HİYERARŞİK KÜMELEME MODELİ KULLANAN WEB TABANLI BİR ÖDEV DEĞERLENDİRME SİSTEMİ

Erdinç Uzun; Cihat Erdoğan; Ahmet Saygılı

Araştırma Makalesi

HİYERARŞİK KÜMELEME MODELİ KULLANAN WEB TABANLI BİR ÖDEV DEĞERLENDİRME SİSTEMİ

Yıl 2016, Cilt: 6 Sayı: 3, 87 - 98, 20.12.2016

Erdinç Uzun Cihat Erdoğan Ahmet Saygılı

Öz

Ödevlerin öğrencilerin öğretim sürecinde
önemli bir yeri bulunmaktadır. Klasik bir ödev değerlendirme sürecinde ödevin
sadece doğru olup olmadığı değerlendirilmektedir. Ancak, ödevin öğretime daha
iyi katkı verebilmesi için öğrencilerin yapmış oldukları intihallerin de göz
önüne alınması gerekmektedir. İntihalleri ve intihallerin oranını tespit etme
son derece zor bir ödev değerlendirme prosedürüdür.
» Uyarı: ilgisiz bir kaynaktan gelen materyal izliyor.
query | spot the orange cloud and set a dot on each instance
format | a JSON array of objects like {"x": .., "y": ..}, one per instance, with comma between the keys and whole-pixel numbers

Bu çalışmada, bu prosedürü
kolaylaştıracak doküman benzerliği ölçütlerini hiyerarşik kümeleme modeli ile
bütünleştirebilen web tabanlı bir uygulama tanıtılacaktır. Bu uygulama,
kimlerin benzer ödev yaptığını ve ödevlerin hangi oranda benzerliğe sahip
olduğunu değerlendirme imkânı vermektedir. Bu uygulamanın doküman benzerliği hesaplanmasında
Cosine, Jaccard ve Dice benzerlik ölçütleri denenmiştir. Diğer taraftan
hiyerarşik kümeleme tarafında Tek Bağlantı, Tam Bağlantı ve Ortalama Grup olmak
üzere üç farklı algoritma incelenmiştir. Önceki yıllara ait iki öğretim
dönemini kapsayan 6 farklı öğretim üyesinin 18 farklı dersine ait 54 ödevi içeren
bir test verisi oluşturulmuştur. Her ödev için doküman benzerlik ölçütlerinin
ve kümeleme algoritmalarının çaprazlanmasından 9 farklı sonuç elde edilmiş ve
hiyerarşik kümeleme algoritmalarının ne kadar iyi olduğunu test etmek için
cophenetic korelasyon katsayıları hesaplanmıştır. Sonuçlar analiz edildiğinde,
doküman benzerliğinde Jaccard ölçütü ve hiyerarşik kümelemede Ortalama Grup
algoritmasının en uygun ödev değerlendirme çifti olduğu görülmüştür.

Anahtar Kelimeler

Hiyerarşik kümeleme, Doküman benzerliği, Yerel İntihal Tespiti, Yazılım Geliştirme

Kaynakça

Arda, B. (2003). Üniversitenin araştırma işlevi ve etik. C. Ü. Tıp Fakültesi Dergisi, 25 (4), 7-11.
Can, F., Kocberber, S., Balcik, E., Kaynak, C., Ocalan, H. C. ve Vursavas, O. M.(2008). Information retrieval on Turkish texts. Journal of the American Society for Information Science and Technology, 59 (3), 407-421.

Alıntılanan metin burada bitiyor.